EDIT: Not sure if this helpful to anyone, but posting the solution I used that worked on my df:

df_1 <- df %>%
  filter(grepl("\\bNorth America\\b", tags)) %>%
  filter(grepl("Economy - Goods", tags)) %>%
  group_by(Year) %>% 
tally()


df_2 <- df %>%
  filter(grepl("Europe", tags)) %>%
  filter(grepl("Economy - Goods", tags)) %>%
  group_by(Year) %>% 
    tally()


# merge table
df3 <- full_join(df_1, df_2, by = "Year")
df3[is.na(df3)] <- 0

# plot
dfm <- melt(df3, id.vars = "Year")

p <- ggplot(dfm, aes(x = Year, y = value, colour = variable))
p + geom_line() +
  scale_x_continuous(limits = c(1999, 2020), breaks = c(seq(1999,    
2020, 1))) +
  theme(axis.text.x = element_text(angle = 45, hjust = 1))

Solution

  • Your example dataset might be too little to be very useful in our answers.
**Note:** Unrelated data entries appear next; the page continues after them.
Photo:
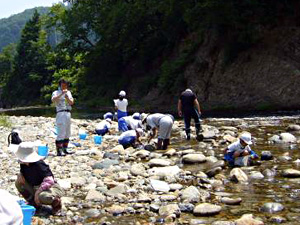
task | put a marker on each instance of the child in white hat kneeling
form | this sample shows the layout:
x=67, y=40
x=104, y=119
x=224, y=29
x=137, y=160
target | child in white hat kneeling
x=36, y=181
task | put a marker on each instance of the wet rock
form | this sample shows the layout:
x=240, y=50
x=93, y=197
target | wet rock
x=272, y=207
x=190, y=194
x=110, y=155
x=214, y=171
x=141, y=154
x=163, y=172
x=291, y=173
x=154, y=207
x=277, y=219
x=223, y=223
x=94, y=195
x=120, y=189
x=104, y=164
x=186, y=207
x=138, y=170
x=159, y=163
x=149, y=147
x=169, y=209
x=174, y=187
x=194, y=158
x=287, y=138
x=256, y=175
x=248, y=219
x=231, y=201
x=92, y=213
x=266, y=155
x=116, y=210
x=158, y=185
x=209, y=134
x=293, y=127
x=207, y=209
x=238, y=175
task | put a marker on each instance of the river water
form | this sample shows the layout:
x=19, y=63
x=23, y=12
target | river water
x=256, y=192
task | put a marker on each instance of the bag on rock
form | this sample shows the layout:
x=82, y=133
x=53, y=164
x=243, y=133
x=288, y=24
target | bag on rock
x=13, y=138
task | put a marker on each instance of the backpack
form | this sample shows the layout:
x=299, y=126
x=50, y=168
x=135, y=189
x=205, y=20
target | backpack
x=13, y=138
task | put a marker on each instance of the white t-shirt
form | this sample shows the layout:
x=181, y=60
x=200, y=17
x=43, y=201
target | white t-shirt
x=103, y=124
x=121, y=104
x=62, y=103
x=153, y=119
x=129, y=133
x=236, y=146
x=10, y=210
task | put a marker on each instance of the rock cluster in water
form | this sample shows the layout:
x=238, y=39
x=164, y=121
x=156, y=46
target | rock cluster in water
x=188, y=183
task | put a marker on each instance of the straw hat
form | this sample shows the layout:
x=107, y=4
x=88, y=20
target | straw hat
x=26, y=153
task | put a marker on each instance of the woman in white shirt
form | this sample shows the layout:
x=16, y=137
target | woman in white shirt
x=121, y=104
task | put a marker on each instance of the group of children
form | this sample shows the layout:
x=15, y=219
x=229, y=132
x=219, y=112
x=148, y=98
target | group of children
x=36, y=181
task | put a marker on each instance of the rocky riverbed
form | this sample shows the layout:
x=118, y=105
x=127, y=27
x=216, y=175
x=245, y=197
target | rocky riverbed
x=186, y=184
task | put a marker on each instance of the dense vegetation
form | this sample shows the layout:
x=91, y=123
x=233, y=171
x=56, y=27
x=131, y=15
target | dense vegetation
x=11, y=28
x=109, y=44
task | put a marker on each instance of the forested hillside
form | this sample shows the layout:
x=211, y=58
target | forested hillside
x=235, y=54
x=11, y=28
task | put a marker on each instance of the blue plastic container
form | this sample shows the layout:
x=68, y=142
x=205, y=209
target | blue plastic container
x=98, y=139
x=43, y=150
x=28, y=212
x=82, y=136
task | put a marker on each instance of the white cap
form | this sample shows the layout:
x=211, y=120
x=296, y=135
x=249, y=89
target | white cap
x=140, y=131
x=136, y=116
x=246, y=137
x=122, y=93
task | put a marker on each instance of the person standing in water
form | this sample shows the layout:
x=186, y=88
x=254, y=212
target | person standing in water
x=63, y=100
x=189, y=108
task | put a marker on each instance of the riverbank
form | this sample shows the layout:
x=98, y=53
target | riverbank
x=187, y=184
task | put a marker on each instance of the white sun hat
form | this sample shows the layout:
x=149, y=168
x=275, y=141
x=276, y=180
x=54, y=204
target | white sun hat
x=140, y=131
x=26, y=153
x=122, y=93
x=246, y=137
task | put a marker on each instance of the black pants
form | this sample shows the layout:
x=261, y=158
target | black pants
x=188, y=116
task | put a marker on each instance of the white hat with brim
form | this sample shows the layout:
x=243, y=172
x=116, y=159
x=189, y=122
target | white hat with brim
x=246, y=137
x=26, y=153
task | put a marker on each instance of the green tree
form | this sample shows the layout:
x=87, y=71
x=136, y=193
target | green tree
x=30, y=72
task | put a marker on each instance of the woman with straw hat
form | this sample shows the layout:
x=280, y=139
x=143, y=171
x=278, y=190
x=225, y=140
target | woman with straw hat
x=35, y=181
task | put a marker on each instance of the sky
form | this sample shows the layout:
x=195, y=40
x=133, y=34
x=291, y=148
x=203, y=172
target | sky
x=10, y=7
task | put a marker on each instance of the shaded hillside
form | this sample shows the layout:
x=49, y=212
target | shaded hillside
x=11, y=27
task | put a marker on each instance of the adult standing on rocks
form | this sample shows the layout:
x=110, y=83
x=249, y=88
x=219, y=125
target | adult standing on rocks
x=121, y=104
x=189, y=107
x=163, y=123
x=63, y=100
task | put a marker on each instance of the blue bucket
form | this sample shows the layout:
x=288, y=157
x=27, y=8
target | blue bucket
x=98, y=139
x=28, y=212
x=82, y=136
x=43, y=150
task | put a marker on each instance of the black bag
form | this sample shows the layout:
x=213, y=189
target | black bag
x=13, y=138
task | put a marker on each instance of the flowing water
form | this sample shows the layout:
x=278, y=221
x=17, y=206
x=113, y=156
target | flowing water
x=255, y=193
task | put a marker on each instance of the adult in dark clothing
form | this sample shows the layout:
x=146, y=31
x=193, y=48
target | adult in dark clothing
x=35, y=181
x=188, y=107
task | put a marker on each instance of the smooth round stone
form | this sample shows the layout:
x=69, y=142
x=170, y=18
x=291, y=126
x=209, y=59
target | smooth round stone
x=159, y=162
x=231, y=201
x=92, y=213
x=207, y=209
x=272, y=207
x=194, y=158
x=291, y=173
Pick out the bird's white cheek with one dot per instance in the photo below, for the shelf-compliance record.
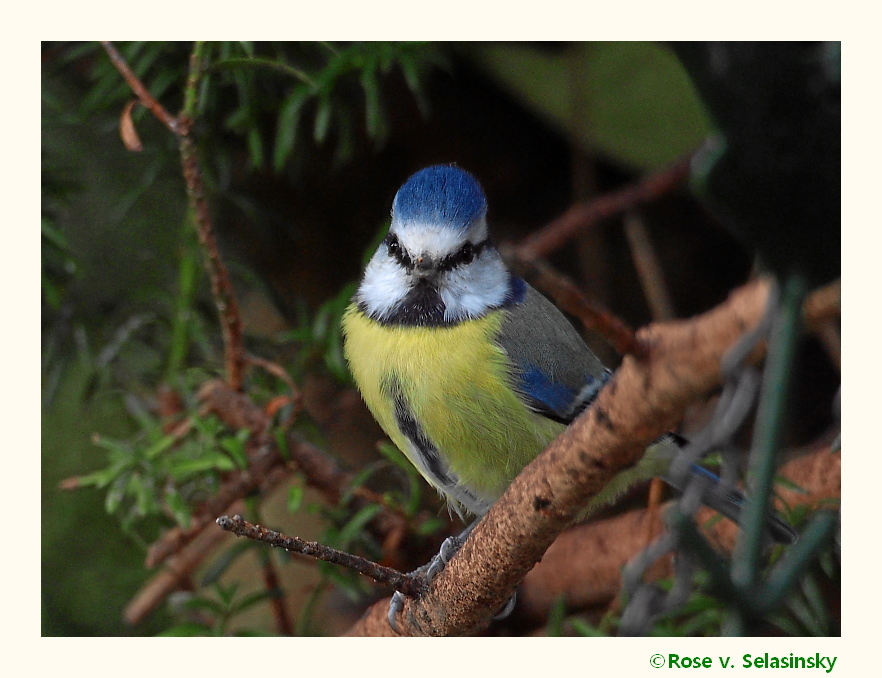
(384, 285)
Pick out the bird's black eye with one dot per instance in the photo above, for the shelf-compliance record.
(396, 251)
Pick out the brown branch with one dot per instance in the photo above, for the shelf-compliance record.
(570, 299)
(140, 91)
(221, 287)
(407, 584)
(644, 399)
(174, 575)
(182, 126)
(583, 216)
(584, 564)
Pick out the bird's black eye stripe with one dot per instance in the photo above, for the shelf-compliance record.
(397, 251)
(464, 255)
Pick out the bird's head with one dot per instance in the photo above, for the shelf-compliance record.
(436, 265)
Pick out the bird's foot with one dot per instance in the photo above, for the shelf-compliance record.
(429, 571)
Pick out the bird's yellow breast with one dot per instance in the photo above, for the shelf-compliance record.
(456, 382)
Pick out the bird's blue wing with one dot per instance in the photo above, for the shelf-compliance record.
(552, 369)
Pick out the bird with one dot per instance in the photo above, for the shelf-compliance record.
(467, 368)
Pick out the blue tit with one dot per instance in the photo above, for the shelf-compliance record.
(469, 370)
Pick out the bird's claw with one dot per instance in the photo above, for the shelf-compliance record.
(430, 570)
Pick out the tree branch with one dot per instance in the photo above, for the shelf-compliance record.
(583, 216)
(407, 584)
(645, 398)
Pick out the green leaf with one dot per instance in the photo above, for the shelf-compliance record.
(179, 507)
(235, 446)
(631, 101)
(286, 127)
(253, 599)
(115, 494)
(322, 119)
(210, 462)
(373, 110)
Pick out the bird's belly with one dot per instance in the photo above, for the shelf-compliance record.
(455, 383)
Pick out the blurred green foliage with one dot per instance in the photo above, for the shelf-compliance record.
(629, 101)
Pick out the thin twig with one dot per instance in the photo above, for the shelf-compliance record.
(583, 216)
(648, 268)
(182, 126)
(173, 576)
(570, 299)
(407, 584)
(140, 91)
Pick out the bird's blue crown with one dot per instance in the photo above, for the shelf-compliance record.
(441, 194)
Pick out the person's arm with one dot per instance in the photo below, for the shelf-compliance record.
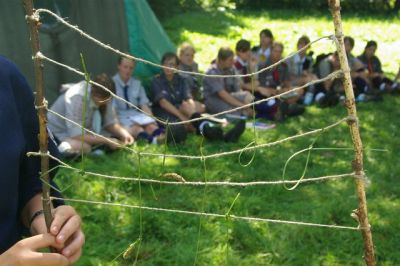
(145, 108)
(29, 196)
(170, 108)
(25, 253)
(66, 227)
(121, 133)
(226, 97)
(95, 140)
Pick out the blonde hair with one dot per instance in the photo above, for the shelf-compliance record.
(185, 47)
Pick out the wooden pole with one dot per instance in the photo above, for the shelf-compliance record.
(40, 102)
(361, 212)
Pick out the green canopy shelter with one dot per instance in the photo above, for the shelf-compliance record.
(127, 25)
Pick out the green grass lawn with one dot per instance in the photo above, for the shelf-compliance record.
(175, 239)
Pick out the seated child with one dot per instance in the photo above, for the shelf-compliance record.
(246, 63)
(173, 102)
(187, 63)
(100, 117)
(375, 73)
(263, 51)
(223, 94)
(300, 69)
(277, 79)
(138, 124)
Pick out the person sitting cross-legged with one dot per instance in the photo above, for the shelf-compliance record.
(224, 93)
(277, 79)
(300, 69)
(138, 124)
(99, 114)
(173, 102)
(245, 63)
(187, 63)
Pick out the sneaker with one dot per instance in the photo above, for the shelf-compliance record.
(295, 109)
(212, 132)
(97, 152)
(281, 113)
(234, 134)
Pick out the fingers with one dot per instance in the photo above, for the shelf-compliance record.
(74, 258)
(40, 241)
(47, 259)
(74, 245)
(66, 222)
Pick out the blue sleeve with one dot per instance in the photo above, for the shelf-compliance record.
(29, 178)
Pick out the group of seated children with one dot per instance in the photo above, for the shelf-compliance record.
(177, 96)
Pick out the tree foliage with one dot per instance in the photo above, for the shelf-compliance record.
(165, 9)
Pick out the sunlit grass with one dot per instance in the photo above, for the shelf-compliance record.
(171, 239)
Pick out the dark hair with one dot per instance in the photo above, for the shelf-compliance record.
(106, 81)
(277, 44)
(169, 55)
(120, 58)
(224, 53)
(350, 40)
(303, 39)
(370, 44)
(243, 46)
(267, 32)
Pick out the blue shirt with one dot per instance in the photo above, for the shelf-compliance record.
(19, 175)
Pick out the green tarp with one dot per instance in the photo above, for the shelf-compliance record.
(127, 25)
(147, 39)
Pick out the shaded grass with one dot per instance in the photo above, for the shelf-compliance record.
(171, 239)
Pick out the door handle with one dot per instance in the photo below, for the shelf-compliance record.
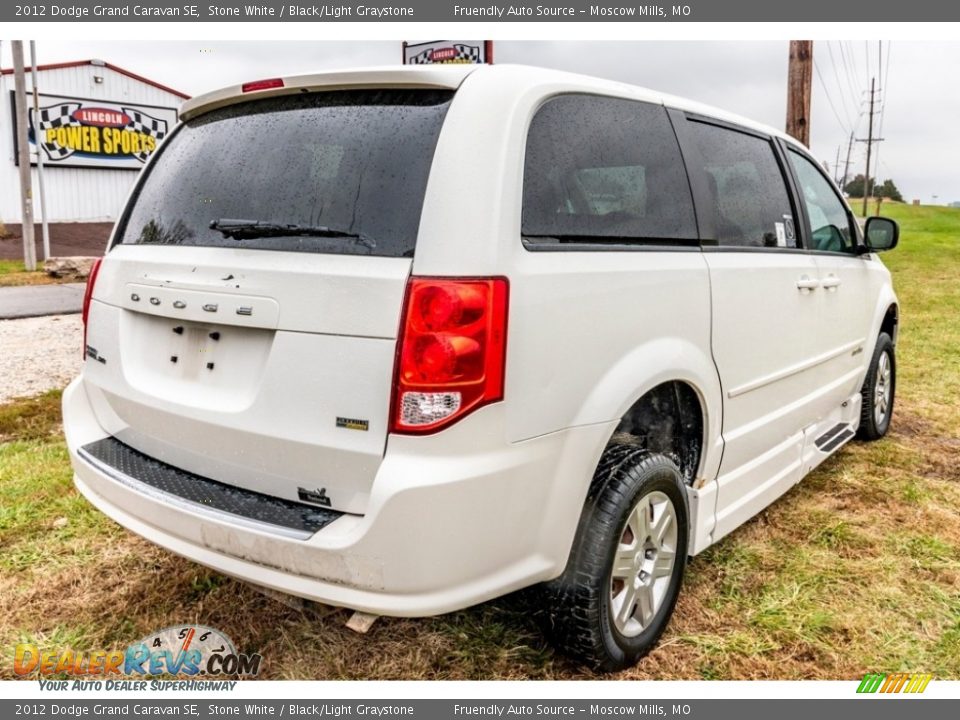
(807, 283)
(831, 282)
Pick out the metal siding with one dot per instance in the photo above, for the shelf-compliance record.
(73, 194)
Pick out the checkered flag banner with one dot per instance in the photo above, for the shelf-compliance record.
(145, 125)
(462, 54)
(52, 117)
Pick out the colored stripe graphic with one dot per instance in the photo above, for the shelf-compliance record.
(894, 683)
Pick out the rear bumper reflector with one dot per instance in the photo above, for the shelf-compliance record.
(202, 495)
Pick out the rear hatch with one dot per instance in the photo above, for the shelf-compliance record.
(243, 326)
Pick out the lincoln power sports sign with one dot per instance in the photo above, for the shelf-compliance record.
(76, 132)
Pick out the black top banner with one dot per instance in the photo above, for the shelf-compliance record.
(478, 11)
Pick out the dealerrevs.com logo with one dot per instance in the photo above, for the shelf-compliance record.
(894, 683)
(189, 650)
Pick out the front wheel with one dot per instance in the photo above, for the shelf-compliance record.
(616, 596)
(879, 391)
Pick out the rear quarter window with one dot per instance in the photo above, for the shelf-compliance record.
(355, 162)
(604, 171)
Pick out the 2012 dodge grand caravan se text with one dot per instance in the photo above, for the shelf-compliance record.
(406, 340)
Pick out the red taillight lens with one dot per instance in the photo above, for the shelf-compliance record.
(87, 295)
(261, 85)
(451, 351)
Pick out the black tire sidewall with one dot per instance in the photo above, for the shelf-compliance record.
(661, 475)
(869, 428)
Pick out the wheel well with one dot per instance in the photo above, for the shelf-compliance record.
(668, 419)
(891, 322)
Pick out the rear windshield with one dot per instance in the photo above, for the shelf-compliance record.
(336, 172)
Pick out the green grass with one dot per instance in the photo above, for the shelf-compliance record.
(856, 569)
(13, 272)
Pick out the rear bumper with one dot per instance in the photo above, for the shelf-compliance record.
(454, 519)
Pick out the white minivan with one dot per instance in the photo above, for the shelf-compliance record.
(405, 340)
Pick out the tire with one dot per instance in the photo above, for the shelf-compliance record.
(585, 607)
(879, 391)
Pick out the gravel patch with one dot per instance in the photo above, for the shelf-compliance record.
(38, 354)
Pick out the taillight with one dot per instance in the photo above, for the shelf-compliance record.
(261, 85)
(87, 295)
(451, 351)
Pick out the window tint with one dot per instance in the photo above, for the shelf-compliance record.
(748, 197)
(605, 170)
(829, 221)
(334, 164)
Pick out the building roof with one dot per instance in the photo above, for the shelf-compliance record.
(101, 63)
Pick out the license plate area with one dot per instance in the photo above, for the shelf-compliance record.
(199, 364)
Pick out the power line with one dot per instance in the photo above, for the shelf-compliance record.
(826, 91)
(836, 76)
(884, 83)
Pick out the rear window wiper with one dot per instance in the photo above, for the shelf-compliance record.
(247, 229)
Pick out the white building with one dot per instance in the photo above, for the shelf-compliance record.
(98, 124)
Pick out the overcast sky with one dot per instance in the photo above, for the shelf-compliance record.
(921, 151)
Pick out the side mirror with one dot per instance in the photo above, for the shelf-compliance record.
(881, 234)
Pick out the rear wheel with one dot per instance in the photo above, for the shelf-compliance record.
(617, 594)
(879, 391)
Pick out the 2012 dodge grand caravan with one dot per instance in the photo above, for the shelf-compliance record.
(405, 340)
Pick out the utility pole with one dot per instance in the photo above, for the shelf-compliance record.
(23, 157)
(38, 142)
(799, 81)
(846, 165)
(870, 140)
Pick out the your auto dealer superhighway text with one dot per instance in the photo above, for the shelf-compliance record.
(246, 10)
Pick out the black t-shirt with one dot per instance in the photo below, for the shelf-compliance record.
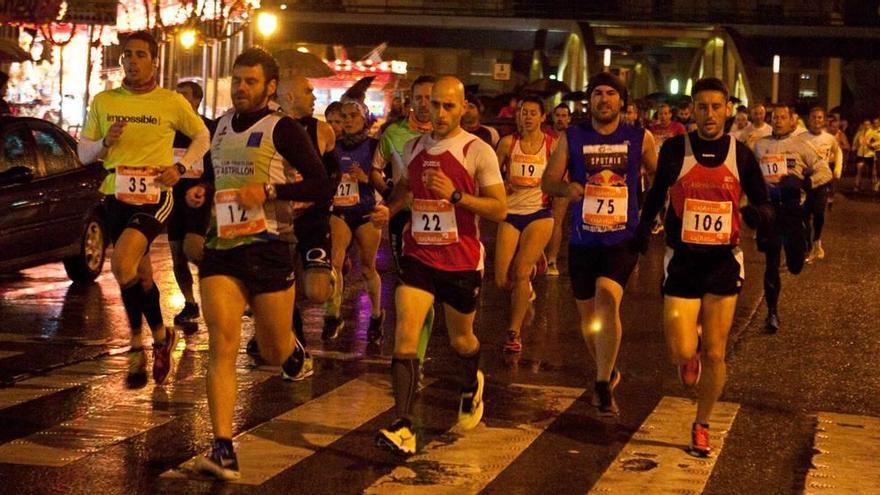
(710, 154)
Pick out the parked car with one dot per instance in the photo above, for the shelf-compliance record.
(50, 206)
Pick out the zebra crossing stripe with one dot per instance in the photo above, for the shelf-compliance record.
(466, 462)
(284, 441)
(654, 460)
(847, 458)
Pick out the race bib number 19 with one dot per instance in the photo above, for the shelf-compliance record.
(233, 220)
(137, 185)
(433, 222)
(706, 222)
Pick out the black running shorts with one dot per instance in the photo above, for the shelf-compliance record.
(461, 290)
(262, 266)
(146, 219)
(587, 264)
(692, 275)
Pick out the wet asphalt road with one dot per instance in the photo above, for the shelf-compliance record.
(61, 348)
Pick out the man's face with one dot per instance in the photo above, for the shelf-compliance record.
(561, 119)
(250, 92)
(335, 121)
(781, 121)
(471, 115)
(352, 119)
(186, 92)
(137, 62)
(605, 104)
(446, 111)
(664, 115)
(816, 122)
(422, 102)
(710, 112)
(530, 116)
(757, 114)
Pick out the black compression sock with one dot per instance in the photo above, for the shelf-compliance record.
(133, 301)
(404, 381)
(152, 309)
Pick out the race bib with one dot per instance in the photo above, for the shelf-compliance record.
(137, 185)
(526, 170)
(194, 172)
(706, 222)
(347, 192)
(233, 220)
(774, 168)
(605, 206)
(433, 222)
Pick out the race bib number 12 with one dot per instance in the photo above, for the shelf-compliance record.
(233, 220)
(137, 185)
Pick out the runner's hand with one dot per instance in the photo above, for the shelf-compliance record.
(195, 196)
(251, 196)
(438, 183)
(114, 133)
(169, 176)
(575, 191)
(380, 216)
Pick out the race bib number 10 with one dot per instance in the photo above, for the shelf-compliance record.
(433, 222)
(706, 222)
(137, 185)
(233, 220)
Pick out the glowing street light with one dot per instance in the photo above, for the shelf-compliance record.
(267, 23)
(188, 39)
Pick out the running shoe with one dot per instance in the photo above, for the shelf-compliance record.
(689, 372)
(771, 324)
(298, 366)
(699, 446)
(188, 314)
(221, 463)
(612, 384)
(252, 348)
(513, 343)
(374, 332)
(398, 438)
(137, 369)
(332, 326)
(162, 358)
(470, 409)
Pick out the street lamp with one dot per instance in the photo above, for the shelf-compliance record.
(267, 23)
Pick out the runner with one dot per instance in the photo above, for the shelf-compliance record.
(790, 166)
(248, 255)
(453, 178)
(559, 206)
(187, 226)
(354, 202)
(705, 173)
(523, 235)
(603, 158)
(132, 129)
(470, 121)
(818, 197)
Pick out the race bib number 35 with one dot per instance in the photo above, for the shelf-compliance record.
(347, 192)
(233, 220)
(605, 206)
(774, 168)
(137, 186)
(706, 222)
(433, 222)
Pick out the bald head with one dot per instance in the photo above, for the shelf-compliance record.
(447, 106)
(296, 97)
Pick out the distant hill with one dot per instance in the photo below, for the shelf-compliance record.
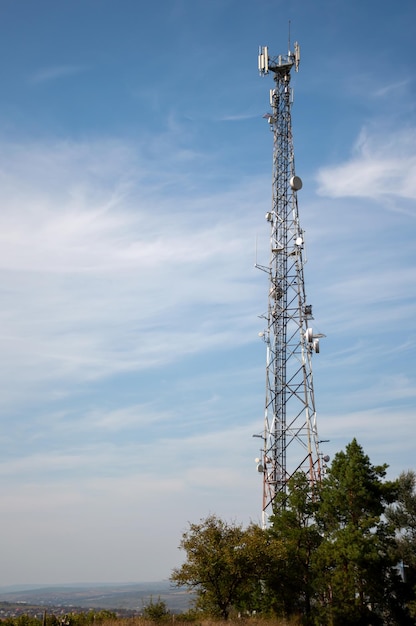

Moreover, the plot that you proposed is quite odd, with Year as numeric. If my proposal is not what you are looking for, you might want to draw the plot you want by hand and post it.

    Still, here is some solution to what I understood was your problem:

    library(tidyverse)
      
    master_tags = c("North America", "Europe")
    df1 = df %>%
      mutate(master_tag = str_extract(tags, master_tags)) %>% 
      separate_rows(tags, sep = ',\\s*') %>% 
      mutate(tags = str_trim(tags)) %>% 
      filter(!tags %in% master_tags)
    
    ggplot(df1, aes(x=master_tag, fill=tags)) + 
      geom_histogram(stat="count", position="dodge") + 
      facet_wrap("Year")
    

    Created on 2021-06-02 by the reprex package (v2.0.0)

    Here, we can extract the master tag using stringr::str_extract() and remove it later when appropriate using dplyr::filter(). Then, we can directly count using geom_histogram().

    Obviously, this plot would be much more informative with a larger input dataset.